This guide is aimed to help users understand two-factor authentication and how to implement this for added security to their account.
What is Two-Factor Authentication (2FA)?
Two-Factor Authentication (2FA) is a common security measure put in place by companies looking to keep their users data secure from attackers.
This measure, when implemented, allows for an additional measure of login prior to viewing or making any changes within an account (even if they know the users password). With this added security bonus does come the need for the actual user to maintain their 2FA device that they setup 2FA with, or at the very least keep the Backup Code written down somewhere save in case it's ever needed.
How does it work?
When setting up 2FA you will be provided with a bar code (or alternatively a key) that you will use to scan and add your 2FA account. Every time you attempt to login to your account you will first be required to enter your password, as normal. Once you enter the correct password you will then be asked to enter a six-digit code that is provided within your 2FA authenticator app.
This code is generated randomly and only last but a few seconds.. meaning that the user needs to be quick about entering their 2FA code on the login screen.

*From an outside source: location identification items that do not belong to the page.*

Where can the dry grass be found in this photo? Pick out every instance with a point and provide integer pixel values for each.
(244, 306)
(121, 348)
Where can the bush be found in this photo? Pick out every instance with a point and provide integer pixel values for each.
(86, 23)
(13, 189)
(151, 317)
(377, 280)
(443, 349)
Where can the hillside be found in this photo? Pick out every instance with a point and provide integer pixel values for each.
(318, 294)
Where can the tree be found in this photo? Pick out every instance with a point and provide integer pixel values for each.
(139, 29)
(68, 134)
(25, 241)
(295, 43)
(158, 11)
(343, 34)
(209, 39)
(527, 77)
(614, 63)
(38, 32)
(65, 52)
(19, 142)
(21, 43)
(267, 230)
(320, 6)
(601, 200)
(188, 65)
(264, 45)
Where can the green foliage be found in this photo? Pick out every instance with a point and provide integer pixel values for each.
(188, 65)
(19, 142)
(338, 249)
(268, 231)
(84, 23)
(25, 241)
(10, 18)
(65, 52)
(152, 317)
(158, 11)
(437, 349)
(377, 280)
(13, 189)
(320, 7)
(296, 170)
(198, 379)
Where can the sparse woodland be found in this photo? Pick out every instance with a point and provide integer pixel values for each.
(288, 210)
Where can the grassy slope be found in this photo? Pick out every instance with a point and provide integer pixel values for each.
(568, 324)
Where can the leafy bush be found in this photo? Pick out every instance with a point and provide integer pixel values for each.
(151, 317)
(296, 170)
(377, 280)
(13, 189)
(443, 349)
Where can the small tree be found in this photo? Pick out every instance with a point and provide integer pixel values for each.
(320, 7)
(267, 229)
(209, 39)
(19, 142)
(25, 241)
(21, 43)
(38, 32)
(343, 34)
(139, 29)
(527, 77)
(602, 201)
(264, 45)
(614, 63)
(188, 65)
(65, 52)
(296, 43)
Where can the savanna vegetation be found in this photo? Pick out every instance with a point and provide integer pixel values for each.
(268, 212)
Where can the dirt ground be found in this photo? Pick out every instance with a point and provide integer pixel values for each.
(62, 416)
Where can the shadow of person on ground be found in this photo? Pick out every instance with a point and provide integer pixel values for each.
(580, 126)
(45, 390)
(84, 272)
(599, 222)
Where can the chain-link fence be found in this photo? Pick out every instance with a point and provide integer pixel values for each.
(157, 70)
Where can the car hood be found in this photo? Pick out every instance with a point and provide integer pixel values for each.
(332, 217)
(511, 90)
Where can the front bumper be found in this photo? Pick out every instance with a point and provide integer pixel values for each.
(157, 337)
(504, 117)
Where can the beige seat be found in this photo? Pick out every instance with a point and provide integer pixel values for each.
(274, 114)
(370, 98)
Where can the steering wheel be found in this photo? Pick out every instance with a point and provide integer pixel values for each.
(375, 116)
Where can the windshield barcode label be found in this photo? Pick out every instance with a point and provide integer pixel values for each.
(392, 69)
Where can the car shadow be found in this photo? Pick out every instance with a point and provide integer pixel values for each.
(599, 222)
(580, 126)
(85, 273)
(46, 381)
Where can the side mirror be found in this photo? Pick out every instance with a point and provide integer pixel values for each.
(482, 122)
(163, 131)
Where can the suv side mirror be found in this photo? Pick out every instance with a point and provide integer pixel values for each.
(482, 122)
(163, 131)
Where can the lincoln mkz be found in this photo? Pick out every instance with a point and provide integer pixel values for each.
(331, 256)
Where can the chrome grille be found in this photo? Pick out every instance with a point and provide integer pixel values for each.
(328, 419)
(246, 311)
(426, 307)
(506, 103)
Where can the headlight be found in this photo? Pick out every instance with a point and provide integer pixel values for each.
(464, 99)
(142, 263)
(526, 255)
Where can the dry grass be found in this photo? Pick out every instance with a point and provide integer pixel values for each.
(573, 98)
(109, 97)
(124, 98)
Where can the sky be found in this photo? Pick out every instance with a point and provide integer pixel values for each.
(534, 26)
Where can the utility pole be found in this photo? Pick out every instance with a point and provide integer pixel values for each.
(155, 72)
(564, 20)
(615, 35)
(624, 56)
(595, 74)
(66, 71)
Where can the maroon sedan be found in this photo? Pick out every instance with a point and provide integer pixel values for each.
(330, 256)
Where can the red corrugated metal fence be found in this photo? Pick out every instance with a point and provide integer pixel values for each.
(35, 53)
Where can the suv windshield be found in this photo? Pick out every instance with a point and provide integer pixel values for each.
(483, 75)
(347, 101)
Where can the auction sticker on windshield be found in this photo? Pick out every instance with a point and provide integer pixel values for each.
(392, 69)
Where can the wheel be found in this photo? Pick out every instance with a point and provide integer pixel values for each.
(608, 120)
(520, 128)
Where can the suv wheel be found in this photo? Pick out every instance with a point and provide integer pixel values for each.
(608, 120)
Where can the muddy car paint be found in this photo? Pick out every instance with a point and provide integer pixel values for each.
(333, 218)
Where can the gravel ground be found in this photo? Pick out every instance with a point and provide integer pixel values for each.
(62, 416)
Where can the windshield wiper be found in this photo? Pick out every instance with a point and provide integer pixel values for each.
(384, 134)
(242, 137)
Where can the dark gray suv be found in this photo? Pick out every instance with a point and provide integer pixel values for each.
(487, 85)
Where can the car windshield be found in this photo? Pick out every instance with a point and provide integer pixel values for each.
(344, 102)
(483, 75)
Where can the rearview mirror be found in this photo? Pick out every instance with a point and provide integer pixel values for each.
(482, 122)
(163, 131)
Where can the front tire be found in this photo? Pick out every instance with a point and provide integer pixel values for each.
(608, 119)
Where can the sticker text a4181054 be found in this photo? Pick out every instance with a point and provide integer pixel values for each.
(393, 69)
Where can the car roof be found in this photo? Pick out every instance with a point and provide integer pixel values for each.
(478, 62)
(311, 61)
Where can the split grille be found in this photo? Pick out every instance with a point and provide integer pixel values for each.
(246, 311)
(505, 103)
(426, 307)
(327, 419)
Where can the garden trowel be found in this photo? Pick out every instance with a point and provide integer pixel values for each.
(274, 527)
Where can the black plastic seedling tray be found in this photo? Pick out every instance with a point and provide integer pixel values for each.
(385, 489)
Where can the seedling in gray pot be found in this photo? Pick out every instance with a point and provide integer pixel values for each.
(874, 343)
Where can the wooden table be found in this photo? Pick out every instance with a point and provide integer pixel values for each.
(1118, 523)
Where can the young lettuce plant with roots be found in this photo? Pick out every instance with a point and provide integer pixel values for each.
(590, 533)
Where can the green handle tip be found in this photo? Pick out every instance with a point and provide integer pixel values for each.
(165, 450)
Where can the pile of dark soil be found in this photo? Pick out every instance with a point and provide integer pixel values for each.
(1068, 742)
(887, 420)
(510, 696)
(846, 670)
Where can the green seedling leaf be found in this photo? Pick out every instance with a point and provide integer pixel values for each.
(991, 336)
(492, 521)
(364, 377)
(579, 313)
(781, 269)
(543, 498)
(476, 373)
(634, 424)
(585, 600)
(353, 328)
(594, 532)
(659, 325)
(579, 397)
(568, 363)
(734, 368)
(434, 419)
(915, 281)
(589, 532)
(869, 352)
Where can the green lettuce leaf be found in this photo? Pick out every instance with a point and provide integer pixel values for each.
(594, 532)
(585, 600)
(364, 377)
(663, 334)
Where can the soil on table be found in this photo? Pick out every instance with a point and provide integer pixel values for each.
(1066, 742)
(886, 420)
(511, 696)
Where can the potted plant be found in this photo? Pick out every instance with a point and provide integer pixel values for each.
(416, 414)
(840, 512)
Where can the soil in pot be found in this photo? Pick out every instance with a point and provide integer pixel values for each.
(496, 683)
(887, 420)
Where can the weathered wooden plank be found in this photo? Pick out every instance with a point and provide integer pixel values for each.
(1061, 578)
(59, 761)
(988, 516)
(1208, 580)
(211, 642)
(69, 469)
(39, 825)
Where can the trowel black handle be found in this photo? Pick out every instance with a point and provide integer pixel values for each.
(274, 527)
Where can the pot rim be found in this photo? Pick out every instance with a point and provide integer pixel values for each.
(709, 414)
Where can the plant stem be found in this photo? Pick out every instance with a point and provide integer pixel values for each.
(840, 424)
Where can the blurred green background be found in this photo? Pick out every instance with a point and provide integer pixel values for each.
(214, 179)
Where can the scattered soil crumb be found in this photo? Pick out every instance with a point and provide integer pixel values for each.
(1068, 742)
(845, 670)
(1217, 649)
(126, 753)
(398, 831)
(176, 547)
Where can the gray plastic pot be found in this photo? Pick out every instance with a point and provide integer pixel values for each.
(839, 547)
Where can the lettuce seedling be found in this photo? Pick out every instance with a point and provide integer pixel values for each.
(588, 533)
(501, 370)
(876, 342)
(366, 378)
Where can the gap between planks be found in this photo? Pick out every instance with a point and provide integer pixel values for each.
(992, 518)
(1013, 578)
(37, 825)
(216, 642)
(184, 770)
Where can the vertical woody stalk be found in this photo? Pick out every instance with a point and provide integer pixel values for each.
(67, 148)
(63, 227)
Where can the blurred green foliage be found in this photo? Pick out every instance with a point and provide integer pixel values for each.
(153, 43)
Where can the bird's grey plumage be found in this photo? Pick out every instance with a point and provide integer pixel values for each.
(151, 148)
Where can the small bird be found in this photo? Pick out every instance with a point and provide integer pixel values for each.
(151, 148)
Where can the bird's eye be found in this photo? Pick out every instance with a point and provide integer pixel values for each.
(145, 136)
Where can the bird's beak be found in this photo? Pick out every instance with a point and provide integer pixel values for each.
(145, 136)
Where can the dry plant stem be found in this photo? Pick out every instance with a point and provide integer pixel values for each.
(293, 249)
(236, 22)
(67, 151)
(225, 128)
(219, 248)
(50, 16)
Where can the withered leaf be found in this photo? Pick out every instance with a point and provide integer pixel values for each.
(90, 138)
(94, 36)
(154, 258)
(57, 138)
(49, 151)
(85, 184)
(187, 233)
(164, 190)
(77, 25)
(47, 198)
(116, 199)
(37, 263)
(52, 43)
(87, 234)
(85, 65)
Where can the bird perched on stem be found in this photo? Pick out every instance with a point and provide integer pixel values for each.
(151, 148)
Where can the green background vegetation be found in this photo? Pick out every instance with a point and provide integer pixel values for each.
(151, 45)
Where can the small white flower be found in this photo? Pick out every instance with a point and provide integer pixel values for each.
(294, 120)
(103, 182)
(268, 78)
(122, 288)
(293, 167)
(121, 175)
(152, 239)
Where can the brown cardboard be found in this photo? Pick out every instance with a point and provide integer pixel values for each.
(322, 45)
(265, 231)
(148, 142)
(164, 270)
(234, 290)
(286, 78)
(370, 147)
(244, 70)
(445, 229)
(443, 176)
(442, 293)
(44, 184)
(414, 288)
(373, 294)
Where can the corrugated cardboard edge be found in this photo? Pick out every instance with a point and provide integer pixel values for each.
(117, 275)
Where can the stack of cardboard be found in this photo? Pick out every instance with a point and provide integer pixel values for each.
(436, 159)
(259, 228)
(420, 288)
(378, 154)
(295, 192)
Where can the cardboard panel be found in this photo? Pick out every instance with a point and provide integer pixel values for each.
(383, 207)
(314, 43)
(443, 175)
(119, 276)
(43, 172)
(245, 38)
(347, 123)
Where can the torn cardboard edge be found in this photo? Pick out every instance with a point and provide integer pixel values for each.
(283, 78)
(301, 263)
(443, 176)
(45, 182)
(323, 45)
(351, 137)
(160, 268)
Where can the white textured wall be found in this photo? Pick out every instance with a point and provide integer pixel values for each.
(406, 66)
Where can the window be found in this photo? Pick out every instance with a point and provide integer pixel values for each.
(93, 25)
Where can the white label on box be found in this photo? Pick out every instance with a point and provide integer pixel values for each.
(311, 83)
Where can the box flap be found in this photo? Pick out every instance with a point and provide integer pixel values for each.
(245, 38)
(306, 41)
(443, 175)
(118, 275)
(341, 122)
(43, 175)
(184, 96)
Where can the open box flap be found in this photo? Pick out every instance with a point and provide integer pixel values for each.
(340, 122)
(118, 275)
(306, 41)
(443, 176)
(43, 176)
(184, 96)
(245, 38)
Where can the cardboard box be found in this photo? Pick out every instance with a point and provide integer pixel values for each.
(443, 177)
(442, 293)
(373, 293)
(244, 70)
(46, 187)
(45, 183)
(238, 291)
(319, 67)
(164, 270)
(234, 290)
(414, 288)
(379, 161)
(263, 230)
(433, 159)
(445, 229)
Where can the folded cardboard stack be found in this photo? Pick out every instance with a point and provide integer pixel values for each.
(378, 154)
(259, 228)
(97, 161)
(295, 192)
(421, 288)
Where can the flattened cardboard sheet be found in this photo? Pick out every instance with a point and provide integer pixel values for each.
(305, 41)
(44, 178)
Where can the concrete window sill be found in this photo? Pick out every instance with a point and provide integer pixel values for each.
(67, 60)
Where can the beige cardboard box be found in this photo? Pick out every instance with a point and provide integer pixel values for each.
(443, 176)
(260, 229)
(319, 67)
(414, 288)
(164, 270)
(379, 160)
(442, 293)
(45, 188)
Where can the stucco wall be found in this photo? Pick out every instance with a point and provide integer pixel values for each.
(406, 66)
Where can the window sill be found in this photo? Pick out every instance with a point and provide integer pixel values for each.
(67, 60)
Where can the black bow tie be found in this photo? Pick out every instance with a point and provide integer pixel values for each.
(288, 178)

Without 2FA an attacker could potentially brute force their way into your account by trying randomly generated passwords. With 2FA enabled it removes the worry of a brute force intrusion for your account.
How do I enable it on my account?
Two-Factor authentication can be enabled for any primary account (currently not available with sub-accounts). To enable this security feature follow the steps below:
Once logged in click the Hello drop-down from the navigation menu, then select Security Settings.
In the section labeled Two-Factor Authentication click the button 'Click here to enable'.
You should receive a setup process message stating you will be required to login with a 2FA code each time you attempt to login. Click Get Started to continue.
Next you will receive a barcode and a secret key. You can use either of these to add this account to your 2FA app. If you do not have a 2FA authentication app already, then we recommend using the Google Authentication app available in IOS and Android app stores.
Using your authentication app either scan the barcode or enter the secret key manually until it gives confirmation that it was added successfully.
Click the Confirm button in your client area once you finish the above step.
Your authentication app should now show a six-digit code. Enter this code in the Verification Step field that should be visible in your client area at this time.
Click the Confirm button once you enter the code successfully.
You should now see a confirmation that 2FA has been setup successfully. You should also receive a Backup Code on this page.
In the event that you lose the device you used for 2FA authentication this code will be used to login to your account. Write down this backup code somewhere safe to you and that you will have access to.